I leaned over the backseat of my Nissan and dug through the garbage on the floorboard until I found a plastic grocery bag full of dried-up Kleenex. I rolled down the window and shook the bag out in the rain, and then wrapped it around the camera. The leather camera case alone was worth three hundred dollars and it didn't even belong to me yet. I had to show the Leica to Michi-san if I wanted to get more money. I tucked a thin manila folder under my windbreaker, climbed out and had to slam the rusty door twice to get it shut.
The wide lawn was gray and the house hidden by veils of rain. A couple of cars were parked in the drivewayâa white Saab and an old baby-blue Camaro with a faded rainbow apple sticker peeling from the back window. As I ran up the drive through the rain, the house slowly resolved from the mists, a looming pile of rock and timbers, with high mansard roofs steepled by dripping gothic ironwork, beetling windows and a forest of stone chimneys. A broad Italianate porch, deep as a cave, wrapped around the front and north sides of the house. I cut across the yard, splashing through deep puddles that soaked me to the knees, and hurried up the steps.
All the porch furniture was shrouded with white oilcloth, even the tables. Dead ferns hung in plastic flowerpots from the rafters, quietly dripping. A glass ashtray swimming with cigarette soup sat on the porch rail beside the steps. I thumbed the softly glowing doorbell. The door opened while it was still ringing.

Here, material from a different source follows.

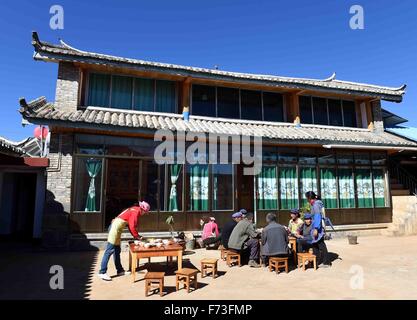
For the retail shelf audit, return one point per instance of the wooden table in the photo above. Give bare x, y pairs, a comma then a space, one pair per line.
293, 245
137, 252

“I'm here to see Michi Mori,” I said to the young black man who answered it. He looked about twenty, boyishly thin with narrow hips, long wrists and curly black hair that he shook out of his brown eyes when he smiled. His smile glowed and his lips were dark, like an Ethiopian. I had never seen him here before, but he seemed perfectly at home, greeting me at the door in his gym shorts, white socks and naked chest. He looked like a catalog model for boys' underwear, and in less than five hours, he would be dead.
“Come on in,” he said. I stepped into the entry hall and onto a thick rubber mat. “You'd better take off your shoes. You can hang your coat up here.”
I set the Leica and the manila folder on a table behind the door, then shrugged out of my dripping jacket. “This weather is ruining the floors,” he said.
“Sorry,” I said.
“I'll see if I can find him.” He left, singing “Michi-san!” all the way down the hall. I sat on the edge of a Rococo Revival slipper chair and peeled off my wet socks. The hall tree opposite the chair had five pairs of men's shoes of various sizes tucked neatly underneath it, and three umbrellas hanging from the coat hooks, all dry. I draped my wet socks over the two remaining hooks.
“She didn't tell me her name,” the young man said as he returned.
A second voice, reedy and slightly nasal like an oboe, whined, “You let a
strange-ah
into my
hay-youse
?” The owner of that voice tottered around the corner behind his young companion, leaning heavily on a bone-white cane. He was short, round as a boule, with a flat bald head like a rotting pumpkin.